About our Non-GAAP Financial Measures:
We believe that the presentation of our outlook using non-GAAP earnings per fully-diluted share and non-GAAP gross margin provides supplemental information that is important to understanding financial and business trends and other factors relating to our financial condition and results of operations. Non-GAAP net income, non-GAAP earnings per fully-diluted share, and non-GAAP gross margin are among the primary indicators used by management as a basis for planning and forecasting future periods, and by management and our board of directors to determine whether our operating performance has met certain targets and thresholds. Management uses non-GAAP earnings per fully-diluted share, and non-GAAP gross margin when evaluating operating performance because it believes that the exclusion of the items indicated herein, for which the amounts or timing may vary significantly depending upon our activities and other factors, facilitates comparability of our operating performance from period to period. We have chosen to provide this non-GAAP information to investors so they can analyze our operating results and outlook closer to the way that management does and use this information in their assessment of our business and the valuation of our company. We compute non-GAAP fully-diluted earnings per share, and non-GAAP gross margin, by adjusting GAAP earnings per fully-diluted share, and GAAP gross margin to remove the impact of certain items and the tax effect, if applicable, of those adjustments.
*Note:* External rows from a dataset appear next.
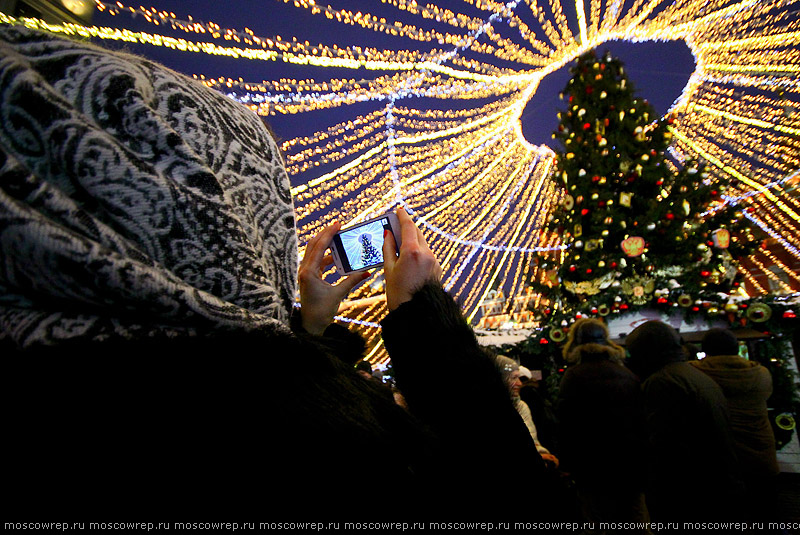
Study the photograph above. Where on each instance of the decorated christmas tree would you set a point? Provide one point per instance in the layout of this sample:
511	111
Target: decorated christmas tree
369	253
642	228
639	229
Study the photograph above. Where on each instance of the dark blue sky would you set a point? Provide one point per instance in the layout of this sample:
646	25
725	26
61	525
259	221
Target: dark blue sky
659	71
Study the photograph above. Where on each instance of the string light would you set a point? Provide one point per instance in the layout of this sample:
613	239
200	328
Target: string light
478	190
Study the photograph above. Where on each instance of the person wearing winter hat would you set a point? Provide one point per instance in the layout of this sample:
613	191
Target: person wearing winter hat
693	472
510	370
747	385
601	419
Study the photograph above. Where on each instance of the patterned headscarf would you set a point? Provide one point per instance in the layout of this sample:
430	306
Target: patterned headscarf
134	201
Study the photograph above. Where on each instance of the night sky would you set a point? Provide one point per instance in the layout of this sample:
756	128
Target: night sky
659	71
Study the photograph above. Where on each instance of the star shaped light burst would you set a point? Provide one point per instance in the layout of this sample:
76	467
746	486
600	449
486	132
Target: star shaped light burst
442	133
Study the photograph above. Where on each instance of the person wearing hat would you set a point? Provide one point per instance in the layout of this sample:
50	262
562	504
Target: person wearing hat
601	426
747	385
693	472
510	370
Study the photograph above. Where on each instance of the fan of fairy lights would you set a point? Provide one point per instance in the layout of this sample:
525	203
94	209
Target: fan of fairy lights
479	190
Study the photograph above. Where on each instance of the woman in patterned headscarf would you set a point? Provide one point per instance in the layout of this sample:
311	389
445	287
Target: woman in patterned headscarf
149	273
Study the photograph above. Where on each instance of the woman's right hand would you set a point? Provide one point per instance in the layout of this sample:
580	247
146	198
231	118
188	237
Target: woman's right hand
416	265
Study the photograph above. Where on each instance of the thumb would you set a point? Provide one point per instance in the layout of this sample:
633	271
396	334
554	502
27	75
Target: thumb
389	251
351	282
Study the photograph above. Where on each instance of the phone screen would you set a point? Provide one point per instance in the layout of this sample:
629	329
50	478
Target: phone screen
361	247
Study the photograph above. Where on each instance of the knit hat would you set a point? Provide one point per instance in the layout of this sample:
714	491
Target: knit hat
652	345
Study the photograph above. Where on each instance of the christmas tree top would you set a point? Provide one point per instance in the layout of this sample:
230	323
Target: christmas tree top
639	227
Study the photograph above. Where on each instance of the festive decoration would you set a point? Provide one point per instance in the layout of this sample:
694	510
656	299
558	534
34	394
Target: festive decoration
479	191
638	289
633	246
722	238
785	421
557	334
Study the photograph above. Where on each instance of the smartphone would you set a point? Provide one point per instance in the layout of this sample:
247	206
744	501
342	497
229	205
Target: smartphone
360	247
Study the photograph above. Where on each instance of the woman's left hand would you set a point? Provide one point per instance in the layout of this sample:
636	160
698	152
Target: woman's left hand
319	300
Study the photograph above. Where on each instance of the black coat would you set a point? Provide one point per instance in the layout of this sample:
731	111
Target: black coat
693	471
270	427
601	424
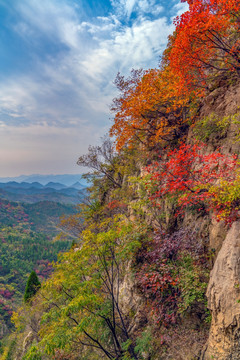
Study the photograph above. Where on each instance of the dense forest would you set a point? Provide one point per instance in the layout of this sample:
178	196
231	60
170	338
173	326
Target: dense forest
27	241
163	189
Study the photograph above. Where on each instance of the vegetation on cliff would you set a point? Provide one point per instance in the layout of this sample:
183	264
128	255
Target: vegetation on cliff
133	285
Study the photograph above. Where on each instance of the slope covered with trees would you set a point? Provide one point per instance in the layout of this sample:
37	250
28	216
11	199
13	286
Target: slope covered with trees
134	284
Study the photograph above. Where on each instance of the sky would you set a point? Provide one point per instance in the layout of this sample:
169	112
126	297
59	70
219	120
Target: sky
58	62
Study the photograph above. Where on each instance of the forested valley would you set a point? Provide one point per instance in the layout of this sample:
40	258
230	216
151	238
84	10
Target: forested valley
153	270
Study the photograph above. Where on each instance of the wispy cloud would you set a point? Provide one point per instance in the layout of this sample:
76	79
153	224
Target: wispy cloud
66	89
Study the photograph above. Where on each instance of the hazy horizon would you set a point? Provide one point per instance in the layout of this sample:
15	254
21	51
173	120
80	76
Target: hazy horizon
59	59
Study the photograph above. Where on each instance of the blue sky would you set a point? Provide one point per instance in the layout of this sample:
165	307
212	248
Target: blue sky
58	62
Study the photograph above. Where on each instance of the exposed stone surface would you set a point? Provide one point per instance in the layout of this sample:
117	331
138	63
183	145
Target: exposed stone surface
223	299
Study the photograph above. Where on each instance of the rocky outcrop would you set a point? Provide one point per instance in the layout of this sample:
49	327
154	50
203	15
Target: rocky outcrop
224	300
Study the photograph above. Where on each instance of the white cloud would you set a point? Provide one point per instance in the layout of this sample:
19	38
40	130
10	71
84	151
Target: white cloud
57	108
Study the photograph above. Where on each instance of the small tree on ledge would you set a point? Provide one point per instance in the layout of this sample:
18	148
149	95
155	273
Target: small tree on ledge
33	284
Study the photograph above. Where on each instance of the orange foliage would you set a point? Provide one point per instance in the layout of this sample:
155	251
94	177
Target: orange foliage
207	43
148	109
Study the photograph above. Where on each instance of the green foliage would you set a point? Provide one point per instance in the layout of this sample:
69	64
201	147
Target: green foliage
33	285
193	280
212	126
32	354
144	343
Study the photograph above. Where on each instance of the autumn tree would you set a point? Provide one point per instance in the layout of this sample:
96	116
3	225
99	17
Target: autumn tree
193	178
33	285
206	43
84	311
148	111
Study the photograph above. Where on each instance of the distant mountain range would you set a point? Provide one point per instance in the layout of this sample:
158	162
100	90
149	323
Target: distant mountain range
66	179
32	192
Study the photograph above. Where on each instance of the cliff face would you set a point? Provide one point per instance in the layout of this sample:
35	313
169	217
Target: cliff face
223	295
223	291
210	245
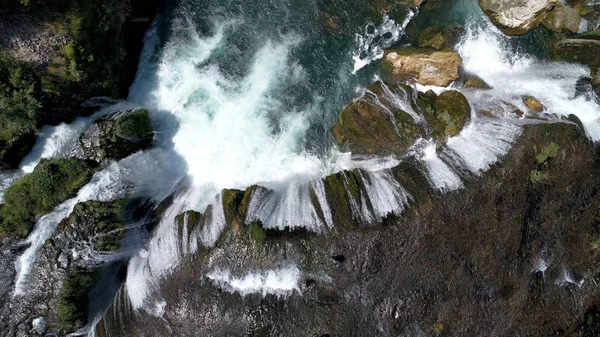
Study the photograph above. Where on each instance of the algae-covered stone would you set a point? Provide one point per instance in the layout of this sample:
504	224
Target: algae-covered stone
190	219
232	200
116	138
367	126
476	82
533	104
426	67
563	19
51	182
439	37
516	17
451	113
98	223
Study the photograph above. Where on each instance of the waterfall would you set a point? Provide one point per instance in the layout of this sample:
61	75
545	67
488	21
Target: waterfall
281	281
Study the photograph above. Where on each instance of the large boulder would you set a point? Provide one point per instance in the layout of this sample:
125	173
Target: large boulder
426	67
117	136
563	19
450	113
367	126
581	50
516	17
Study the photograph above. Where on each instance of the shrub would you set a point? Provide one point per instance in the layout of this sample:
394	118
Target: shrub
134	125
50	183
74	301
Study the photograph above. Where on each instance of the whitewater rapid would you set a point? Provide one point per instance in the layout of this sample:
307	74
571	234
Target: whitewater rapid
228	117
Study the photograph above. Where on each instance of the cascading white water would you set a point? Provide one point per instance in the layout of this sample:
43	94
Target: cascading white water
105	185
281	281
513	75
374	40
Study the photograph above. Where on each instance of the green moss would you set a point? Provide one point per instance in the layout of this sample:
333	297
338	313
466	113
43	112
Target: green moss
452	111
256	233
134	125
50	183
593	35
232	200
546	152
19	108
538	177
73	302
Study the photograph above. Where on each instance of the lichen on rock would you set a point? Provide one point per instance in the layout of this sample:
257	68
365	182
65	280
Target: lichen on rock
424	66
116	137
516	17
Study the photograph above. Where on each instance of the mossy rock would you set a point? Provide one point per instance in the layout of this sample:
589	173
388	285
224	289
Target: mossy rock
451	113
256	233
591	35
73	304
134	125
439	37
370	126
102	222
232	200
581	50
339	188
51	182
533	104
115	139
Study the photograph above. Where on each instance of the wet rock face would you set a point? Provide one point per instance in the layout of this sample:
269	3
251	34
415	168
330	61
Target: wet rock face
377	124
83	242
369	126
451	113
426	67
507	256
117	137
581	50
563	19
516	17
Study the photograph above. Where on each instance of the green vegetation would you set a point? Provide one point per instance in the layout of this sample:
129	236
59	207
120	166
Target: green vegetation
538	177
19	105
452	111
100	217
52	182
257	233
73	303
134	125
546	152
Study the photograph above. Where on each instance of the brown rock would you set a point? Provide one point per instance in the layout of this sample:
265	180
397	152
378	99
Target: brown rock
516	17
563	19
369	126
533	104
476	83
426	67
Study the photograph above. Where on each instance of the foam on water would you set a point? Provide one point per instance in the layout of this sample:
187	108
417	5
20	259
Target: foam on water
61	140
281	281
293	208
513	75
440	175
226	126
106	185
481	143
386	195
373	41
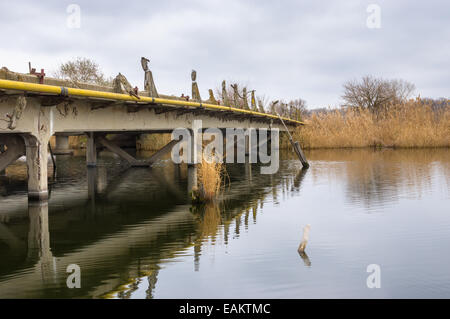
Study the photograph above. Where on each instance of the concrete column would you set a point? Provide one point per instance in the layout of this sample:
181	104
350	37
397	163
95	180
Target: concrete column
192	177
2	150
37	157
39	251
91	151
62	145
38	234
92	182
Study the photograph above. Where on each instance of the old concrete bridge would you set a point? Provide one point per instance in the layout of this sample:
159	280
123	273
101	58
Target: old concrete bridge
32	112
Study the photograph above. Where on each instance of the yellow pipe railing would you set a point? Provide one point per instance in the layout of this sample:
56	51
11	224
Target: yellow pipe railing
59	90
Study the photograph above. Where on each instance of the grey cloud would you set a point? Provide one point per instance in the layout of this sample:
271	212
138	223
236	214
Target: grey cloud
284	50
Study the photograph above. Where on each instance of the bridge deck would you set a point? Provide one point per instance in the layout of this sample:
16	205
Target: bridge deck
12	82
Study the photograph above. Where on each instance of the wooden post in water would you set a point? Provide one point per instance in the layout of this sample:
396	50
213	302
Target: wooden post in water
296	147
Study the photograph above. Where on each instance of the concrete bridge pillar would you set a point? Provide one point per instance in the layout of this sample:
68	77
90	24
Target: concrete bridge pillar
62	145
2	150
91	150
37	159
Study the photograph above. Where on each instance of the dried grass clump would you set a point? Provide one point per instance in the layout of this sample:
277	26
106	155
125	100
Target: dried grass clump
210	181
408	125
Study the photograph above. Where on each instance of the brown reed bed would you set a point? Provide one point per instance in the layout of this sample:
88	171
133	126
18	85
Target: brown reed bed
210	179
413	124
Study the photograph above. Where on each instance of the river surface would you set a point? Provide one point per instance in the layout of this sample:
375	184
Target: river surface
134	234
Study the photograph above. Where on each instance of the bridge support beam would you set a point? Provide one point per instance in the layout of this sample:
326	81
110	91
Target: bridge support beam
62	145
117	150
2	150
91	150
37	157
15	148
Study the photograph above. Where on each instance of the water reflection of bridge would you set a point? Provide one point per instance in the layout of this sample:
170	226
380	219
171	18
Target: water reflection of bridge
120	229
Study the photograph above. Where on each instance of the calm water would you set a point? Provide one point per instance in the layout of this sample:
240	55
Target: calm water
134	234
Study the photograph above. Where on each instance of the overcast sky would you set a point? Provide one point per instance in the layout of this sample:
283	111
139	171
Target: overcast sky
293	49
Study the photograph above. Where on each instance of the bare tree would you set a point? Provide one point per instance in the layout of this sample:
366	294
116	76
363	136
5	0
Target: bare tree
375	93
82	70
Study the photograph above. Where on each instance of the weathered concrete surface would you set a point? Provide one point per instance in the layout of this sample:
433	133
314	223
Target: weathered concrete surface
37	117
62	145
15	149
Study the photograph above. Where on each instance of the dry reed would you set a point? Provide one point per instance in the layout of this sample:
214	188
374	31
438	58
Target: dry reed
409	125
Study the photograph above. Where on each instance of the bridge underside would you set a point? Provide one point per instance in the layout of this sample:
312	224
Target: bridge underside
28	121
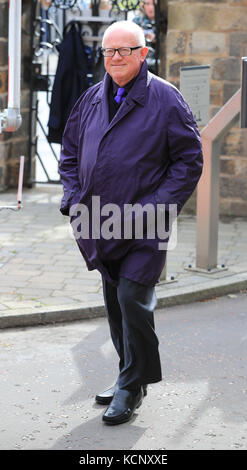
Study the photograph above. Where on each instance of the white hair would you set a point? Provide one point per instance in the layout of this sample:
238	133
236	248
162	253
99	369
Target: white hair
129	26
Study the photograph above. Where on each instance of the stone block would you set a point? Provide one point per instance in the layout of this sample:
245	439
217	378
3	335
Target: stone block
4	7
239	208
238	44
227	166
174	66
192	17
208	42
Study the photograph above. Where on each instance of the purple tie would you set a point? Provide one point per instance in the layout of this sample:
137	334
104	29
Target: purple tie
119	97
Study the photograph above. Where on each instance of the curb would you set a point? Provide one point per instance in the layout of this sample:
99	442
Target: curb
173	297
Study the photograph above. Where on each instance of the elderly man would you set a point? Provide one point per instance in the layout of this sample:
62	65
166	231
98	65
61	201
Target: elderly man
130	139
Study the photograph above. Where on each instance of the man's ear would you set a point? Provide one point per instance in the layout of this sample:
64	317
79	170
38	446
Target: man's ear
144	52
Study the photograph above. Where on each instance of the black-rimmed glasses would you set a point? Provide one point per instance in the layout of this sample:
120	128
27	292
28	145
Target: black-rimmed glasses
123	51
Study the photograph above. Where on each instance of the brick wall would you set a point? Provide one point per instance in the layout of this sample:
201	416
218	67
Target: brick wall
214	33
13	144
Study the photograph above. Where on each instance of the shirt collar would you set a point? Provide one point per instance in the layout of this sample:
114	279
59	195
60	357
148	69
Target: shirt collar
127	87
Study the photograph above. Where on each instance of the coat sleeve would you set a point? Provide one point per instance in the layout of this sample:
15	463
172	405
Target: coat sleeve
68	165
185	154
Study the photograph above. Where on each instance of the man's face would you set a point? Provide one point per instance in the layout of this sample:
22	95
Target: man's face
123	69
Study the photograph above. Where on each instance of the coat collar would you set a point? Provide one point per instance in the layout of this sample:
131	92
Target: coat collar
136	95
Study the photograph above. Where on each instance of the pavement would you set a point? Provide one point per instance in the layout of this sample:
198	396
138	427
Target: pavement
44	279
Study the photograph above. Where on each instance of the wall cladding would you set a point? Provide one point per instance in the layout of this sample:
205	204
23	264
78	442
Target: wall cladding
214	33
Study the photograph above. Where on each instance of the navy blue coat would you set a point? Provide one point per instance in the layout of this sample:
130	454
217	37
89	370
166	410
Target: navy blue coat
149	153
70	80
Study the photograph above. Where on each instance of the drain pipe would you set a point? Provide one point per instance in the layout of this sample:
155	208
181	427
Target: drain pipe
10	118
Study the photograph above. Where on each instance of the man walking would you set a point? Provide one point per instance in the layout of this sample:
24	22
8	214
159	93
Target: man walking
130	139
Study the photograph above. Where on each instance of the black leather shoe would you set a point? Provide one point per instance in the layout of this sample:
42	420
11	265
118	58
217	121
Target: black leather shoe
105	398
123	406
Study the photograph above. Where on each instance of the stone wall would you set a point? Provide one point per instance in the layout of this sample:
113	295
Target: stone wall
214	33
13	144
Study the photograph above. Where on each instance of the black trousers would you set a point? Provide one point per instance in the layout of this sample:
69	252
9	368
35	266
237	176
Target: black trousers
130	308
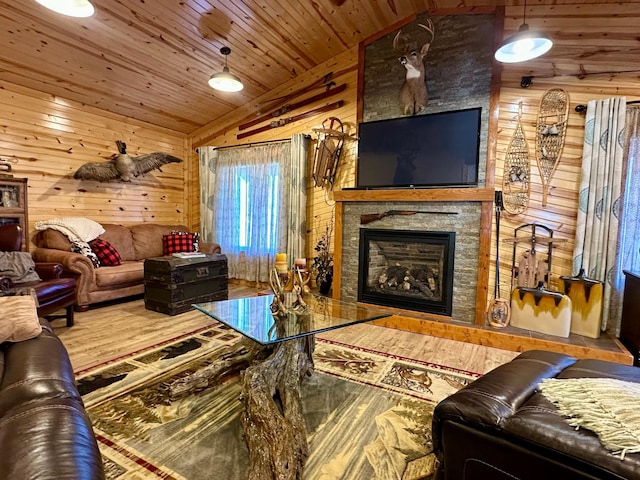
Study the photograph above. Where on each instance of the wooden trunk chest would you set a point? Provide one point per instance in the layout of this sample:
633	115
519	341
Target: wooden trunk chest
172	284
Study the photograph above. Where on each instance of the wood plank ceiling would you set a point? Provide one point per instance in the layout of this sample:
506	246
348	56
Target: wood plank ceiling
150	60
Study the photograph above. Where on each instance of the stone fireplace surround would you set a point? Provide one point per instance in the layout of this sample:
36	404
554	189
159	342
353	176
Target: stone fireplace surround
471	224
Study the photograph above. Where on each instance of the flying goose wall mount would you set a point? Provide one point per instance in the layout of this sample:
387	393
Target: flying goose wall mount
123	167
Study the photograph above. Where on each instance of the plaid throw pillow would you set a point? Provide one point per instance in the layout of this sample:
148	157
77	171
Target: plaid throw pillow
179	242
107	255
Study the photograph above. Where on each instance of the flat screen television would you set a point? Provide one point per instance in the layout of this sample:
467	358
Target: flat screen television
432	150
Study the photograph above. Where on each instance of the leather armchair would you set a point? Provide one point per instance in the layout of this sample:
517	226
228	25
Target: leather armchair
53	292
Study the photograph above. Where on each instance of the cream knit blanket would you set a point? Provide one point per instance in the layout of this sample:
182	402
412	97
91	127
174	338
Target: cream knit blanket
606	406
77	229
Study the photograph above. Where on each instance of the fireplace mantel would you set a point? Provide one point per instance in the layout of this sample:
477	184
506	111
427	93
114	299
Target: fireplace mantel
483	195
417	195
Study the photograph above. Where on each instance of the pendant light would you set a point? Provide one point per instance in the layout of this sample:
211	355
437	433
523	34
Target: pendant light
225	81
71	8
524	45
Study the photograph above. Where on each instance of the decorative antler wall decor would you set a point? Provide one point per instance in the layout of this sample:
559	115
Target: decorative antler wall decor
413	95
327	156
123	167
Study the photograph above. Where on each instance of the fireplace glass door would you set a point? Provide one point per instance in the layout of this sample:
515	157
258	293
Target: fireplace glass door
406	269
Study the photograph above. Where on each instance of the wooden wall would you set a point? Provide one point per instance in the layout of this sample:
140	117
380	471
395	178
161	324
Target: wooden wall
49	137
320	202
588	39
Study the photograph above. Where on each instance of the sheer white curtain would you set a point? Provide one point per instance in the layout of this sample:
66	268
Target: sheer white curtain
253	203
600	189
629	244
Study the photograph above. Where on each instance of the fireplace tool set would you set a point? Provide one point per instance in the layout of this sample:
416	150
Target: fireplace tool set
499	311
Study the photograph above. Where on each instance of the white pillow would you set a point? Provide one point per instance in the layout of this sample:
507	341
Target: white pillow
19	320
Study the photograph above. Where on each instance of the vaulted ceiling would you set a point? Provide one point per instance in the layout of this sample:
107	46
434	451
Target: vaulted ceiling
151	59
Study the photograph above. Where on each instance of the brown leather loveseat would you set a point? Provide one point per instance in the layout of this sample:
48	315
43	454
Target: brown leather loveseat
501	427
134	244
45	433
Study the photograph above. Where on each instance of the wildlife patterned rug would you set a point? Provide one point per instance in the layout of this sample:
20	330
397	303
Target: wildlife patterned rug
368	414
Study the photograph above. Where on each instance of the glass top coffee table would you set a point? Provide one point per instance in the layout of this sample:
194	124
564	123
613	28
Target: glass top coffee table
279	355
252	317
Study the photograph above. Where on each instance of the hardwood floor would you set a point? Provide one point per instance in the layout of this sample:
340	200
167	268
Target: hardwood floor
108	332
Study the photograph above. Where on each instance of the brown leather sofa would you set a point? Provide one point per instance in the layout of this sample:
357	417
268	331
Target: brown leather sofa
45	433
501	427
54	293
134	243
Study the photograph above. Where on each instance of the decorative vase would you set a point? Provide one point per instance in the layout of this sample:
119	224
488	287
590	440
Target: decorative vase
325	285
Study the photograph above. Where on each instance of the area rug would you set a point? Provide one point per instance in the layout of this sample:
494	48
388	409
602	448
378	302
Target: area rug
368	414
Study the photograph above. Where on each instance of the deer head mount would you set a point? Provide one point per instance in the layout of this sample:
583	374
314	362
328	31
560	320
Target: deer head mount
413	94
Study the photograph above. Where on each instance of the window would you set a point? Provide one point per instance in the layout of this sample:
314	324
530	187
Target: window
255	201
630	220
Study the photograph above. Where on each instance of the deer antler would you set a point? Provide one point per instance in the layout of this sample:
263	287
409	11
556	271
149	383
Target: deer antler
404	44
429	28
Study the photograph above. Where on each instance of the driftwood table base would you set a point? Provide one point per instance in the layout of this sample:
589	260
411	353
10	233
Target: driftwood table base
275	357
272	418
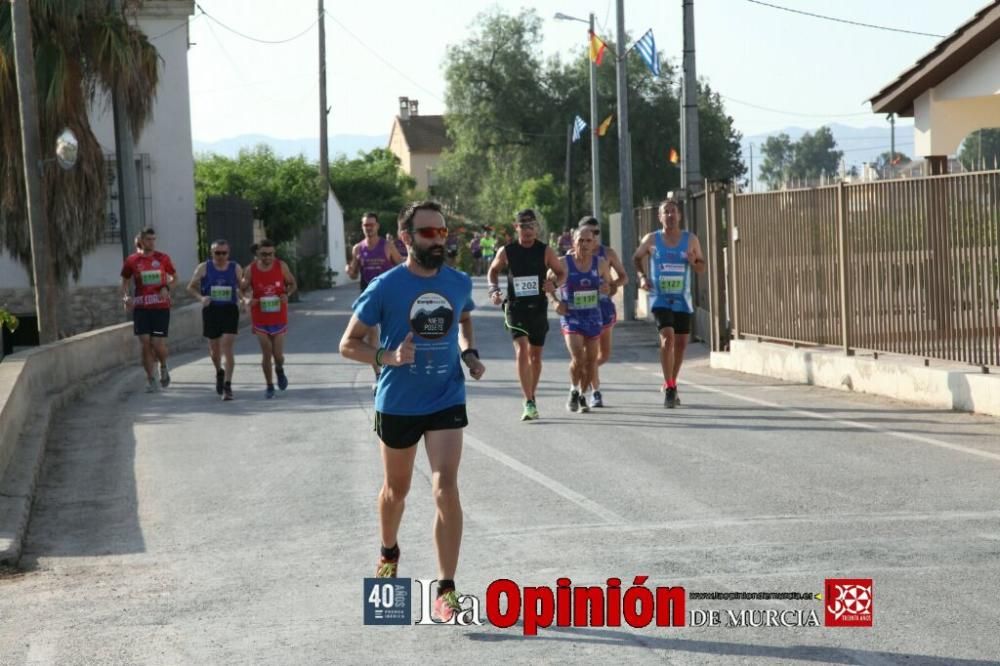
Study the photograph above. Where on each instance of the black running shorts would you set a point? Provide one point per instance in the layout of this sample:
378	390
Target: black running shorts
217	320
152	322
529	319
402	432
679	321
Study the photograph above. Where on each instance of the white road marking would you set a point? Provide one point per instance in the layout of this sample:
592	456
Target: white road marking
529	472
854	424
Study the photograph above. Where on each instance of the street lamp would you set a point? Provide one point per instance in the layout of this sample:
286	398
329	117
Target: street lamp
594	149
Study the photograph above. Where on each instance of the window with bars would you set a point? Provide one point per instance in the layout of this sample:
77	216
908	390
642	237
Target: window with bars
113	228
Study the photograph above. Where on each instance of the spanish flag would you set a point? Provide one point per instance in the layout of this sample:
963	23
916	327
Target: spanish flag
597	48
603	129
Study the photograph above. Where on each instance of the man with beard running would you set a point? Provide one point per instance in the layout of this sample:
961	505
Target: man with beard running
371	257
268	283
526	312
424	311
153	275
579	305
675	253
609	315
216	283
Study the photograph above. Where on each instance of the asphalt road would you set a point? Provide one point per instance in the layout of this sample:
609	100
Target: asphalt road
179	529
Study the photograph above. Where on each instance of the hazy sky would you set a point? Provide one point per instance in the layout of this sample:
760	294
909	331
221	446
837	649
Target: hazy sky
378	50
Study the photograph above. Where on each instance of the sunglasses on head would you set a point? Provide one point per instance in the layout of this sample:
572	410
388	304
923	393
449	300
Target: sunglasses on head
432	232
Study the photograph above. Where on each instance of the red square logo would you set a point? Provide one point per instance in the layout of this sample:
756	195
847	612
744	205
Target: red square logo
848	602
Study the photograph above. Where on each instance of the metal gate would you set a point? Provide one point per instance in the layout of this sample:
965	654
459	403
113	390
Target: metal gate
231	218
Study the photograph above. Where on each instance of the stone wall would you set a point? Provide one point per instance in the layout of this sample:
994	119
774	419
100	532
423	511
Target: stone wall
89	307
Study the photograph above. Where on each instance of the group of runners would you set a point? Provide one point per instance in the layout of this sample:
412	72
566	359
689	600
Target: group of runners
222	286
412	324
422	312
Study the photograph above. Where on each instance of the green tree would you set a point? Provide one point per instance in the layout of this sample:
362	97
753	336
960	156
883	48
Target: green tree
778	152
82	50
981	150
508	114
372	181
816	154
286	193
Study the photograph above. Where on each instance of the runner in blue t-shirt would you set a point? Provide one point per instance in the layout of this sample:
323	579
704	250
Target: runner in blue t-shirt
423	309
674	254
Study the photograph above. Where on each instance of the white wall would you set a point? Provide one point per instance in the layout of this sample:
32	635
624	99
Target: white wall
966	101
167	140
336	253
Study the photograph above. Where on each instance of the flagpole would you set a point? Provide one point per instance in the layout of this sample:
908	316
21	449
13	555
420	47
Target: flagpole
595	164
625	167
569	167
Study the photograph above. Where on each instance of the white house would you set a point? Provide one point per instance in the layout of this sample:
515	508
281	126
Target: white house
951	91
166	183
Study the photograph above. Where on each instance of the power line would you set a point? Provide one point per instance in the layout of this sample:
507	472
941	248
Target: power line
795	113
847	21
255	39
183	24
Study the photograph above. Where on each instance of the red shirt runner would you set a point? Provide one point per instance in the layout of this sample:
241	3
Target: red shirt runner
149	272
268	287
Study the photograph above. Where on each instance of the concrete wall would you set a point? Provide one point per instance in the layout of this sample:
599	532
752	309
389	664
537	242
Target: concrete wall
28	377
337	251
940	385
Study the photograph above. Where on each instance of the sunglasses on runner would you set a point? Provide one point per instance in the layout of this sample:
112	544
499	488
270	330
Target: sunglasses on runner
431	233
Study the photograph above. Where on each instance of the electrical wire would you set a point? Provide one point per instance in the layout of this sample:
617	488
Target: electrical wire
255	39
795	113
847	21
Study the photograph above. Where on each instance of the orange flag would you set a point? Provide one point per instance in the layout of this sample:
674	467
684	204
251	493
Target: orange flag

These non-GAAP measures are not in accordance with, or an alternative to, GAAP and may be materially different from other non-GAAP measures, including similarly titled non-GAAP measures used by other companies. The presentation of this additional information should not be considered in isolation from, as a substitute for, or superior to, net income, earnings per fully-diluted share, or gross margin prepared in accordance with GAAP. Non-GAAP financial measures have limitations in that they do not reflect certain items that may have a material impact upon our reported financial results. We may expect to continue to incur expenses of a nature similar to the non-GAAP adjustments described above, and exclusion of these items from our non-GAAP earnings per fully-diluted share, and non-GAAP gross margin should not be construed as an inference that these costs are unusual, infrequent or non-recurring.